GrayWulf: Scalable Clustered Architecture for Data Intensive Computing
- Alex S. Szalay ,
- Gordon Bell ,
- Jad Vandenberg ,
- Alainna Wonders ,
- Randal Burns ,
- Dan Fay ,
- Jim Heasley ,
- Tony Hey ,
- Maria Nieto-SantiSteban ,
- Ani Thakar ,
- Catharine van Ingen ,
- Richard Wilton
MSR-TR-2008-187 |
Pre-Print of version submitted to HICSS 2009.

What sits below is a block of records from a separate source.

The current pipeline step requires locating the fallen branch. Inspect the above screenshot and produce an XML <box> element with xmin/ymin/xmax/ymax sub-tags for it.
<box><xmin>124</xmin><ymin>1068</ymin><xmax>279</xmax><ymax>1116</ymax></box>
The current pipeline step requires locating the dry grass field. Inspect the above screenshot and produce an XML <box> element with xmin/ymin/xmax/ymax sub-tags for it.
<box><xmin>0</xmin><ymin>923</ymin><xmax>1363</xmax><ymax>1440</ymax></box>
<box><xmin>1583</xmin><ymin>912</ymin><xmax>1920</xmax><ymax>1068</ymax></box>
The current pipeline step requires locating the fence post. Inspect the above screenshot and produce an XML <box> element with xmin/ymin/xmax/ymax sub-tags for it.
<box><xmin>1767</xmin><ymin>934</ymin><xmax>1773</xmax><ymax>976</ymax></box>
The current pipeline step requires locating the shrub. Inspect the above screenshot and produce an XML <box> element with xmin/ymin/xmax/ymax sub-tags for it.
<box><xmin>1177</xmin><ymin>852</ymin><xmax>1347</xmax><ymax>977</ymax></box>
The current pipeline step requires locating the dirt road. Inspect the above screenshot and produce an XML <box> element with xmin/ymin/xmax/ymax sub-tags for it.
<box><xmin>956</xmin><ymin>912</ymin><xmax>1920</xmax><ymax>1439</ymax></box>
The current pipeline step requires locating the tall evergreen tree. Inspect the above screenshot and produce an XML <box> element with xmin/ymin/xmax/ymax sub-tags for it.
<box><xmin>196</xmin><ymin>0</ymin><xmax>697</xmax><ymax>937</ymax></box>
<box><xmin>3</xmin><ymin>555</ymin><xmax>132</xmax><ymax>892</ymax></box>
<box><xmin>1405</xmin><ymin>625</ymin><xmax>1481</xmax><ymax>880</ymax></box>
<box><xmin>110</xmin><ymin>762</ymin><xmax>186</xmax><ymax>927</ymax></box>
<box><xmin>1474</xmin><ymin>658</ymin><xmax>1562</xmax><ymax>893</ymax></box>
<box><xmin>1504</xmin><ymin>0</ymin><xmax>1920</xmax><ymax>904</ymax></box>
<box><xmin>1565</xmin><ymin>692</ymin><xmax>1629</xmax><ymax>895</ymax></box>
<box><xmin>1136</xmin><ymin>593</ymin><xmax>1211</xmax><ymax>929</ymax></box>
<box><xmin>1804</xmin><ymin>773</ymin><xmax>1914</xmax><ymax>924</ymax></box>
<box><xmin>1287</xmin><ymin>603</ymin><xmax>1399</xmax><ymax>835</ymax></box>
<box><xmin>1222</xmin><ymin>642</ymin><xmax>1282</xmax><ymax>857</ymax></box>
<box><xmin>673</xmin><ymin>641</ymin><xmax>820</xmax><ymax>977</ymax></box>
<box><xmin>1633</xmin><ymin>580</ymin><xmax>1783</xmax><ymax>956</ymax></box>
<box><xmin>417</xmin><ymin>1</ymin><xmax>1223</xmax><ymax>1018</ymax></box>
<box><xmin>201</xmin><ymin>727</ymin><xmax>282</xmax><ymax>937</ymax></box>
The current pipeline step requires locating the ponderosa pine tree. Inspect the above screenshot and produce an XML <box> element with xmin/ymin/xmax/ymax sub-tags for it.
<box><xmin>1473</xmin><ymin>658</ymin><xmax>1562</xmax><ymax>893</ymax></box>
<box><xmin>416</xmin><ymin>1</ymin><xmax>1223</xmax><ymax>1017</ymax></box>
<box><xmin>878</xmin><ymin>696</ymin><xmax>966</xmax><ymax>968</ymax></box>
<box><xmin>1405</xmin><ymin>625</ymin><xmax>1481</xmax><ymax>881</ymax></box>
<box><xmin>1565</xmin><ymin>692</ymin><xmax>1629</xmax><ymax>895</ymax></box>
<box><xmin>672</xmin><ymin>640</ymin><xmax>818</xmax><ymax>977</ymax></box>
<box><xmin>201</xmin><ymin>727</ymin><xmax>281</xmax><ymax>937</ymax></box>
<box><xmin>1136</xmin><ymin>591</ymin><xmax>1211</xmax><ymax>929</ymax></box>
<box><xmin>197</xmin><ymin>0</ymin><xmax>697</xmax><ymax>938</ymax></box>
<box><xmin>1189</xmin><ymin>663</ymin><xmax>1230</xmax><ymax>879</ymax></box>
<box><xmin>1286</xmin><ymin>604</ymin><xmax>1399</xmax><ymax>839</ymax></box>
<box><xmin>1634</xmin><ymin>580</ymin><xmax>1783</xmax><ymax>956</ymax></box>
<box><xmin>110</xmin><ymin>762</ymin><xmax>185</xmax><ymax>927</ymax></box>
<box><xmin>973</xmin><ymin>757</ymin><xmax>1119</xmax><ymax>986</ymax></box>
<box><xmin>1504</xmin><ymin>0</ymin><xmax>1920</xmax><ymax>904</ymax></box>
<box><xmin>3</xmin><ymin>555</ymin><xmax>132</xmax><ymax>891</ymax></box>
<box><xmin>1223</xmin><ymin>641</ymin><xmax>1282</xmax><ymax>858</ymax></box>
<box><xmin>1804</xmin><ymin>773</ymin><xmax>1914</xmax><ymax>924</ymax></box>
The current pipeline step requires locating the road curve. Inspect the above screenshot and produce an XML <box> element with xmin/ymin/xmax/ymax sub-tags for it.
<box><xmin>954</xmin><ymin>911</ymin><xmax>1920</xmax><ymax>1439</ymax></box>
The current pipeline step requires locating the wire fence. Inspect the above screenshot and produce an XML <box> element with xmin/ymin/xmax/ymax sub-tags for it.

Data intensive computing presents a significant challenge for traditional supercomputing architectures that maximize FLOPS since CPU speed has surpassed IO capabilities of HPC systems and BeoWulf clusters. We present the architecture for a three tier commodity component cluster designed for a range of data intensive computations operating on petascale data sets named GrayWulf†. The design goal is a balanced system in terms of IO performance and memory size, according to Amdahl’s Laws. The hardware currently installed at JHU exceeds one petabyte of storage and has 0.5 bytes/sec of I/O and 1 byte of memory for each CPU cycle. The GrayWulf provides almost an order of magnitude better balance than existing systems. The paper covers its architecture and reference applications. The software design is presented in a companion paper. † The GrayWulf name pays tribute to Jim Gray who has been actively involved in the design principles.